Hacker News new | ask | show | jobs
by sparkie 1105 days ago
Codepoints themselves could technically all fit into 3 bytes (or 21 bits to be precise), but there is no standard 3-byte encoding. The highest Unicode codepoint is 0x10FFFF.

An idea for a variable width encoding of 1 to 3 bytes: Read the MSB of each byte: If it's 0, don't read any more bytes. If it's 1, read the next byte. Do the same (up to 3 times). The non MSB bits of each byte then make up the codepoint.

    0xxxxxxx                    (ASCII)
    1xxxxxxx 0xxxxxxx           (0x0080 - 0x3FFF)
    1xxxxxxx 1xxxxxxx 0xxxxxxx  (0x4000 - 0x1FFFFF)
If the Unicode range grew in future to require further bits you could use the same technique by allowing greater than 3 bytes.

    1xxxxxxx 1xxxxxxx 1xxxxxxx 0xxxxxxx (0x200000 - 0x10000000)
The obvious drawback to this approach is that it is inherently serial. You need to read each byte before considering the next, so it would perform worse than UTF-8 in most cases.

Another drawback is that it is not self-synchronizing, which is one of the benefits of UTF-8.

It also has the issue that you can represent some codepoints with more than one encoding: eg, put ASCII characters into 2 or 3 bytes. So you would need rules to use the minimal encoding for each codepoint.

As a space-saving technique, it may offer better density than UTF-8 or UTF-16 on some texts.

You could also use a fixed-width encoding of 24-bits to avoid the problem of reading it serially, but as computers typically work in powers of 2, you would align 24-bit values at 32-bit addresses and load them into 32-bit+ registers, so there's nothing to really gain in terms of performance here over UTF-32, but you could save a bit of space.

1 comments

Isn't this just utf8 without information on how many of the following bytes belong to the glyph?
It's more compact than UTF-8 because fewer bits are used for the encoding itself. There are 24 bits, and only 3 bits are used as part of the encoding, with the other 21 bits representing the code-point. (Precisely the number we need to represent all Unicode).
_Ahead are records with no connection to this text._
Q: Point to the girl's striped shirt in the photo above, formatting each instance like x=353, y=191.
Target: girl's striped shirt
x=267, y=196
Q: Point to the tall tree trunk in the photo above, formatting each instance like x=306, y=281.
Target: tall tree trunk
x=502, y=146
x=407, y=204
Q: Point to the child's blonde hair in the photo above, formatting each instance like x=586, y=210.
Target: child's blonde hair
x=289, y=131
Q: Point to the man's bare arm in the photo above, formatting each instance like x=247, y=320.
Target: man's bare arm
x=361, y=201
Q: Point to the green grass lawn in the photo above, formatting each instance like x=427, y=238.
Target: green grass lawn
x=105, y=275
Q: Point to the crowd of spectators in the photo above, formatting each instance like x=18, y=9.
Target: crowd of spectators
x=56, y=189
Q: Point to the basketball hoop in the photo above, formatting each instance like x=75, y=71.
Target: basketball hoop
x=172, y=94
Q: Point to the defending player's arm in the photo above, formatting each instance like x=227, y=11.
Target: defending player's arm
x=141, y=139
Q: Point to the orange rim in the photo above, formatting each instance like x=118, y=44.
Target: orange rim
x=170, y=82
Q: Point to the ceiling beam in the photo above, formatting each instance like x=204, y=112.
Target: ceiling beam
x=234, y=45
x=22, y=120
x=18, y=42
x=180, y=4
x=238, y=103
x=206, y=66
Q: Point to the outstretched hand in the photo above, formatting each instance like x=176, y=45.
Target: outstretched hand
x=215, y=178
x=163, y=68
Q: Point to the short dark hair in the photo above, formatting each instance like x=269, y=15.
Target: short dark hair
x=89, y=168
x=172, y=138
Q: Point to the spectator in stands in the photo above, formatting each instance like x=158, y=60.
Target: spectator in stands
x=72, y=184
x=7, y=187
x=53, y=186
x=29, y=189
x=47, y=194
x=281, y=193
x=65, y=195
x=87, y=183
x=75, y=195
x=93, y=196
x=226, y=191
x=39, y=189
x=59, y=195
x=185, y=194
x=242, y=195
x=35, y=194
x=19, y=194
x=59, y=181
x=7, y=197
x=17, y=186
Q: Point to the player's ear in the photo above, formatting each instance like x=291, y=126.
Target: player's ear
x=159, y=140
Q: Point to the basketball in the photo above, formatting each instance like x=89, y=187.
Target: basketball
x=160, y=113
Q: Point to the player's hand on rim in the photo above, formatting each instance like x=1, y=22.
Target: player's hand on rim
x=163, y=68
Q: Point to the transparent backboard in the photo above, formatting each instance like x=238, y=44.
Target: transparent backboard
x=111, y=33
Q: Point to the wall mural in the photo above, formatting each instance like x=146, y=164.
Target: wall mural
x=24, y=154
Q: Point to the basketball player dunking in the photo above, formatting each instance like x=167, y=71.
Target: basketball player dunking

In UTF-8, a 3-byte encoding uses 8-bits as part of the encoding, a full byte worth of bits for the encoding itself, leaving only 16-bits for the codepoint. If you need higher code-points you need to use 4 bytes, where 11 bytes are the encoding and 21 bytes are the codepoint.

So UTF-8 is space efficient for ASCII, but ~1/3 of the bits are used for the encoding in for non-ASCII, versus a fixed 1/8 of the bits used for the encoding above for all 1-3 bytes. The above has a fixed 12.5% space overhead over raw codepoints. UTF-8 has 12.5% only for ASCII, and ~33% overhead for everything else.

Although it is not self-synchronizing like UTF-8, you can synchronize a reliable stream by holding a buffer of the previous byte. If the previous byte's value is >=0x80, the current byte is part of the same character. If it's <0x80, the current byte is the start of a new character, so it's still possible to do substring matching etc, fairly efficiently but slightly less efficiently than UTF-8. It makes it suitable for file storage, but not ideal for transmission.

That said, most sane protocols will prefix a string with a length (in bytes), so self-synchronization is not always an issue.